South Korean leader Moon Jae-in was voted to leadership on a platform of great diplomatic engagement with the North, however that policy has been severely tested by rapid advances in North Korean missile capabilities and rhetoric in recent months
This week, the US and South Korean forces began operation Ulchi Freedom Guardian (UFG) which lasts 10 day and involves around 50,000 South Korean troops and 17,500 from the US.
Personnel from Australia, Canada, Colombia, Denmark, New Zealand, the Netherlands and the United Kingdom will also take part under United Nations command.
The “games” are based on computer simulation rather than live-fire exercises and are designed to enhance decision making capabilities. Australia will send around two dozen people — most of whom are likely to serve in “command and control” roles. Chief of Army Angus Campbell denied Australian forces would be at risk.
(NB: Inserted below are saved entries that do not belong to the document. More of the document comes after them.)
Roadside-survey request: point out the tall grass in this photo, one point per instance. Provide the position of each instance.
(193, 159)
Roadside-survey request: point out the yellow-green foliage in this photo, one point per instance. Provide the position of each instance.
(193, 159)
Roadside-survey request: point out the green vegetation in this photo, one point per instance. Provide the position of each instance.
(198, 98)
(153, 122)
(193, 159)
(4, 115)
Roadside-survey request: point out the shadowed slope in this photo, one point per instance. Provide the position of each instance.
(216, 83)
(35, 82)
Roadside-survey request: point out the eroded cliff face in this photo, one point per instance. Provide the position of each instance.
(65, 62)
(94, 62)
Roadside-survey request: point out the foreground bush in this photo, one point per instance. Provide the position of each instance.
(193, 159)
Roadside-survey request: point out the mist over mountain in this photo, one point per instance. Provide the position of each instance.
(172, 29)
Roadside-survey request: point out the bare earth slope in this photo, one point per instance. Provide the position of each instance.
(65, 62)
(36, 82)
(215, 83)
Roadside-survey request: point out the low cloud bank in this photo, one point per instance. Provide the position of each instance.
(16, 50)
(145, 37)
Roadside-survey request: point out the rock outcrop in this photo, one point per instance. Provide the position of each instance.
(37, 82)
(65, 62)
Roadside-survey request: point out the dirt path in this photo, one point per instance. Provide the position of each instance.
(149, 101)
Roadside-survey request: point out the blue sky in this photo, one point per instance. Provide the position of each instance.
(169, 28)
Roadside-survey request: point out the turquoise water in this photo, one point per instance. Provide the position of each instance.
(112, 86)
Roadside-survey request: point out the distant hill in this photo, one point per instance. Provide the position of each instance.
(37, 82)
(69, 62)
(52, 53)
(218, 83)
“I do not see that program of activity being, in some way, coming under threat,” Lieutenant General Campbell said. “But rather, a recognition that we need to work together and we need to be talking about security issues.
espite the “fire and fury” rhetoric from US President Trump and ratcheting tensions from the communist state, Sky News Diplomatic Editor Tim Marshall said nuclear war is not imminent.
“Until you see the family members of the American embassy workers being evacuated out of South Korea it’s not going to happen,” he told Sky News on Monday. “Unless something just goes like that,” he said clicking his fingers.
“It’s five to midnight, not ten to midnight, but it’s not one minute to midnight,” he said about the level of threat.
The ten-day war games began on Monday with images showing South Korean forces practising hostage situations and other combat scenarios.
The US Department of Defense said the “computer-simulated defensive exercise” is designed to “enhance readiness” and maintain stability in the region.
North Korea views them as a dress rehearsal for invasion and accused the US and South Korean of a “reckless move” that could trigger the “uncontrollable phase of a nuclear war.”